In fact, Shyamalan puts the intelligent design argument in the mouth of his unusually attractive and well-built science teacher: When discussing the recent honeybee decline, Wahlberg informs his students, “Science will come up with an answer to put in the books, but in the end, it’s only a theory. A scientist must have a proper awe for forces beyond our understanding.” Not only does Shyamalan misplay the “It’s Just a Theory!” card, but he completely disregards the whole scientific method: What real science teacher would ever tell his students that scientists just make stuff up for the books, then throw up their hands and say, “Don’t worry about an explanation! This stuff is beyond our understanding!” That’s the exact opposite of what scientists, religious or not, do.

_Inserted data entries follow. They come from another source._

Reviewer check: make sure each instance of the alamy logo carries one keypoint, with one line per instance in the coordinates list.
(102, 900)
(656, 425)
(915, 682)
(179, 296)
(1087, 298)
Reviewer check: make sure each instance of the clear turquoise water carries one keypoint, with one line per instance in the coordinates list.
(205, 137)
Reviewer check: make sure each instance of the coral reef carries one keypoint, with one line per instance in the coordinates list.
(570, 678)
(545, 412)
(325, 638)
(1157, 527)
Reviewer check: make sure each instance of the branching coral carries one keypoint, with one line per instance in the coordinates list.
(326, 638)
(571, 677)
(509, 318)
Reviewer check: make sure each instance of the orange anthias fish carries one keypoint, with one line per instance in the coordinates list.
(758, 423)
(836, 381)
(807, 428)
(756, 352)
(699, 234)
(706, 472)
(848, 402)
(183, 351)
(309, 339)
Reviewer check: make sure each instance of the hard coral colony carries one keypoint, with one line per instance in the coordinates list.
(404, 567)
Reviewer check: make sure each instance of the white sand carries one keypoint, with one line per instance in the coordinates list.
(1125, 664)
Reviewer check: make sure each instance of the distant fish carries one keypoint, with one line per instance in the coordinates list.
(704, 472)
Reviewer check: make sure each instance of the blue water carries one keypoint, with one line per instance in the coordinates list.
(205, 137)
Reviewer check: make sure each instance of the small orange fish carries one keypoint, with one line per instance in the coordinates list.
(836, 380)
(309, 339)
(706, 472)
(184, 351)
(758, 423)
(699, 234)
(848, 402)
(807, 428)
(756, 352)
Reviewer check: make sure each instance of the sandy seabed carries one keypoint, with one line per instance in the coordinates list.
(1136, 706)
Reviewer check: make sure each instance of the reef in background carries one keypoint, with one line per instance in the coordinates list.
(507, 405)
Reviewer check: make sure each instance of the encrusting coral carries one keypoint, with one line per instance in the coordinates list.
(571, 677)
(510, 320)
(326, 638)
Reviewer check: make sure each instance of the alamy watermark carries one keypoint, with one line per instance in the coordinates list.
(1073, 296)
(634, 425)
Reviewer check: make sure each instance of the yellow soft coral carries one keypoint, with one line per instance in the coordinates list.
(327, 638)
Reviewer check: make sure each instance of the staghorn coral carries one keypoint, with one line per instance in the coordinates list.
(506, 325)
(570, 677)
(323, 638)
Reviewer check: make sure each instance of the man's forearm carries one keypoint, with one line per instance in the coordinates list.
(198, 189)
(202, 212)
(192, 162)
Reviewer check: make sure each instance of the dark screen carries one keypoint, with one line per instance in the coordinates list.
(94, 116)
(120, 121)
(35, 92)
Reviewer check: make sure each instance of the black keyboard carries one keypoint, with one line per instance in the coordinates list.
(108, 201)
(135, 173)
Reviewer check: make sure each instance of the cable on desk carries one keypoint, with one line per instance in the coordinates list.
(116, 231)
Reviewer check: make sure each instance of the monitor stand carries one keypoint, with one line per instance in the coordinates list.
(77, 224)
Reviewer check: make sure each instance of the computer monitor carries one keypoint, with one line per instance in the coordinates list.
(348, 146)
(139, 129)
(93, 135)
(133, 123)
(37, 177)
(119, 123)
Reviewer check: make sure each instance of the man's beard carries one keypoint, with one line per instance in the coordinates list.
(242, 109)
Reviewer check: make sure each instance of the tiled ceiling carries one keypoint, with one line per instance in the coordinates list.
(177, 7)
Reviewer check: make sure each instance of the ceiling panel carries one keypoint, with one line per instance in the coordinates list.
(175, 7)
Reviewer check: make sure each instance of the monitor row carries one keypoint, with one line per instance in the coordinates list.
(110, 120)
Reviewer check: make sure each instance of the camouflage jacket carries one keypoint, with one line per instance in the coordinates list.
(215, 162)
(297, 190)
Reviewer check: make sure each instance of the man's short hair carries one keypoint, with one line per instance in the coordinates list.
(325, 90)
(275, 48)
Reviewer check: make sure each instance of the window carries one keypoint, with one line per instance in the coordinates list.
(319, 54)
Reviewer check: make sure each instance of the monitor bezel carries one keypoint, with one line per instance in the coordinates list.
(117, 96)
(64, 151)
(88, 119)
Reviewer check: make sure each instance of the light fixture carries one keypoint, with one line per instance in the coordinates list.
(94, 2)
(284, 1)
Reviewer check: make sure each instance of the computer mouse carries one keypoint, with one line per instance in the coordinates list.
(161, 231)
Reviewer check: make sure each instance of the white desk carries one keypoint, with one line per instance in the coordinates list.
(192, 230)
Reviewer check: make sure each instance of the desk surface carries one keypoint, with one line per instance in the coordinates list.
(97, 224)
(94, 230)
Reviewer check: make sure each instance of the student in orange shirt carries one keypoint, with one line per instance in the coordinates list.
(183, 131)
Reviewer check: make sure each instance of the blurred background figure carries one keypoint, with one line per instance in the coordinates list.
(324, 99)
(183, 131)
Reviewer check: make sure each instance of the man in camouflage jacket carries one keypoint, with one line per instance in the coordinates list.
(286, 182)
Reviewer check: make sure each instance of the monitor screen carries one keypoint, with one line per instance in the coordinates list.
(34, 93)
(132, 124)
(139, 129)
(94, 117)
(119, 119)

Worse, Leguizamo calculates the odds that The Happening will reach Philadelphia. He doesn’t explain how he comes up with 62%, but he does close his eyes and rub his forehead vigorously, which means he’s calculating. And if there’s anything we know about Shyamalan, it’s that you can’t figure everything out just by crunching the numbers. I’ll leave it to you to guess his fate.
Worse yet is Shyamalan’s metaphor for science. Wahlberg wears a mood ring, which is “scientifically proven” to gauge your emotions. He’s not kidding—he explains how the ring works to some kids, as if he’s demonstrating Newton’s Second Law. This, friends, is M. Night Shymalan’s conception of science: It’s merely a mood ring that can tell you how you feel, but not why you feel that way. In other words, science is only useful when figuring out how God is using science to communicate with us—you know, when God’s mood ring is black.
As the film backs itself into a corner, we enter Signs “If the aliens can be killed by water, why did they land on Earth” territory. There’s some nonsense about “staying in groups,” but we can never really figure out how big your group can be before you catch the Happening. A lady shows her daughter getting mauled by a tiger over an iPhone, and holds it out for everybody to see. You get the drift. Still, I stand by the idea that Shyamalan would be fine if he would just stop writing his own scripts. The end scene is an ingeniously staged moment where the two talk through a communications device from the Underground Railroad, and he turns a gentle breeze into a ominous threat. Night, please, let somebody else build the car and you just worry about driving it.